Am Dienstagabend kam es in Klagenfurt zu einer Bombendrohung. „Die Polizei erhielt eine E-Mail mit unklarem Inhalt. Das Schreiben könnte aber als Bombendrohung gedeutet werden“, sagt Polizeisprecherin Kristina Kapellari.

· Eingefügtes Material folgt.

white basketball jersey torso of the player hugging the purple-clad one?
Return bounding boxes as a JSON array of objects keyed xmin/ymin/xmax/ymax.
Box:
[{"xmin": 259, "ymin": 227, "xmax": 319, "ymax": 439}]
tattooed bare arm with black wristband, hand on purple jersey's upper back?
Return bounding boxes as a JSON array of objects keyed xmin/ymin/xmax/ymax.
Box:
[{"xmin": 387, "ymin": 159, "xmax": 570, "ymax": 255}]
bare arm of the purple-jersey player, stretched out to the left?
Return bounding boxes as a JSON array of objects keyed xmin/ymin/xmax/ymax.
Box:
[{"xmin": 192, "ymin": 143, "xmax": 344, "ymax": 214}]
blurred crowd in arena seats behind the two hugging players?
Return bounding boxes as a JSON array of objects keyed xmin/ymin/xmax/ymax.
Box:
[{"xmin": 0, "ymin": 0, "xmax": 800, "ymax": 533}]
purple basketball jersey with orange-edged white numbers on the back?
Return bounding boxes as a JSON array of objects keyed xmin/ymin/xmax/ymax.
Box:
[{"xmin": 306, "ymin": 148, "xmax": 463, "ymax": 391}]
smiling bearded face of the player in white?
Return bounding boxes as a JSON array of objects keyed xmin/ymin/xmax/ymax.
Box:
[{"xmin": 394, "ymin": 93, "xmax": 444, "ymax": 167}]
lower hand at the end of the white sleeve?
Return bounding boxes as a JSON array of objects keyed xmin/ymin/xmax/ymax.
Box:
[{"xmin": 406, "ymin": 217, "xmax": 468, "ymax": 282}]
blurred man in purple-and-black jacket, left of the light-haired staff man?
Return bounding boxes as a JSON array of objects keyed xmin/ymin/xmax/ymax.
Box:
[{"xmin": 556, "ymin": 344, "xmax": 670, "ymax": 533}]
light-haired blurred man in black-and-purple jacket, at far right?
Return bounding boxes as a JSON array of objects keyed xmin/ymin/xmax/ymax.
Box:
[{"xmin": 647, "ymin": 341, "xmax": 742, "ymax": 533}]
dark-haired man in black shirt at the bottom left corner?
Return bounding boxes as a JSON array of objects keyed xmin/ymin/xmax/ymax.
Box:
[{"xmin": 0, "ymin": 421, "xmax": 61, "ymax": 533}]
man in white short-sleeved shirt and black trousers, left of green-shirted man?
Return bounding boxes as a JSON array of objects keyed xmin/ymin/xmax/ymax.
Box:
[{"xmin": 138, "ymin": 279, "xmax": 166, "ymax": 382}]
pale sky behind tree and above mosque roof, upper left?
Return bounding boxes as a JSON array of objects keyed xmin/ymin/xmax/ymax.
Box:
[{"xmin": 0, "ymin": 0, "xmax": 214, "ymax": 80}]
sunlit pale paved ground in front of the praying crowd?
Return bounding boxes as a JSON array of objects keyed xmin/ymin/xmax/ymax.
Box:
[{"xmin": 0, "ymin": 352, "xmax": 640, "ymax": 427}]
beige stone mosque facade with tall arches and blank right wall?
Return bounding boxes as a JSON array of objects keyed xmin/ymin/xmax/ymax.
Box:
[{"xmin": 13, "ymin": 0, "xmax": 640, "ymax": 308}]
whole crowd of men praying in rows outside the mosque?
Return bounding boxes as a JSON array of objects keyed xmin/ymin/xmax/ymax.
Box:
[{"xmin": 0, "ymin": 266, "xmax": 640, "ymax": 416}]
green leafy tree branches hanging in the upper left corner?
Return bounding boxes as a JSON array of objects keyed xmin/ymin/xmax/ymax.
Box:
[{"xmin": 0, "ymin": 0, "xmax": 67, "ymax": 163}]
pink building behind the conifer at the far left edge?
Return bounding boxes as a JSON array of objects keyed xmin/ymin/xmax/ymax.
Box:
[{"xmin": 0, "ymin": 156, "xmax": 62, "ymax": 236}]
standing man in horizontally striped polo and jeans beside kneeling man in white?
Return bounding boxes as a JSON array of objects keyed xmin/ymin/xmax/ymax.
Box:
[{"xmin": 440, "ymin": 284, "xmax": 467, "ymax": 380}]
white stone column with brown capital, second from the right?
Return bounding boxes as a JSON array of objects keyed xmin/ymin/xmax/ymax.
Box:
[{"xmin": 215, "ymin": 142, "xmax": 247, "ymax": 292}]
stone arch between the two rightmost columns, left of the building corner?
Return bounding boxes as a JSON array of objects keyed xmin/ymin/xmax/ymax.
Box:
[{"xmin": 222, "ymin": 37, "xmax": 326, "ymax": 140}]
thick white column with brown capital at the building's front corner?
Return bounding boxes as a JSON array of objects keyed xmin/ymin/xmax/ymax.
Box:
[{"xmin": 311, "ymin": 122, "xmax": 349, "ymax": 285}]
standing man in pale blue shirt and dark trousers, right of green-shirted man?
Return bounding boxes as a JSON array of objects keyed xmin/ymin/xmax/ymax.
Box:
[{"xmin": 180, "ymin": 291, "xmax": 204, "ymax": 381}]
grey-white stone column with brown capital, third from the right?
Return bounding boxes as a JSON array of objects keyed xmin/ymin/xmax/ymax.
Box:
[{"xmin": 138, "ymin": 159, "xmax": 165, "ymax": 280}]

Deshalb folgte ein Polizeieinsatz im Rathaus am Neuen Platz.

Experten vor Ort

Sicherheitshalber wurde eine Polizeisperre errichtet: Gegen 20 Uhr waren sprengstoffkundige Beamte mit Suchhunden vor Ort, alles wurde abgesucht.

Die verdächtige Nachricht ging erst am Abend bei der Polizei ein, zu einer Zeit, in der die Büros im Magistrat in der Regel leer sind. „Doch am Dienstagabend fand noch eine Sitzung im Rathaus statt“, berichtet ein Zeuge. „Alle anwesenden Personen mussten ins Freie, das Rathaus wurde geräumt.“ Gegen 21 Uhr konnte schließlich Entwarnung gegeben werden. „Es wurden keine gefährlichen Gegenstände gefunden, der Einsatz ist beendet“, teilte die Polizeisprecherin mit.

Drohung mit Sprengmittel

In der Vergangenheit kam es immer wieder zu Bombendrohungen auf Bahnhöfen oder in Schulen. Die rechtlichen Konsequenzen für derartige Drohungen sind nicht zu unterschätzen. Die Täter müssen mit hohen Strafen rechnen. Wer eine gefährliche Drohung begeht, indem er mit einer Gefährdung durch Sprengmittel droht, muss mit einer Haftstrafe rechnen.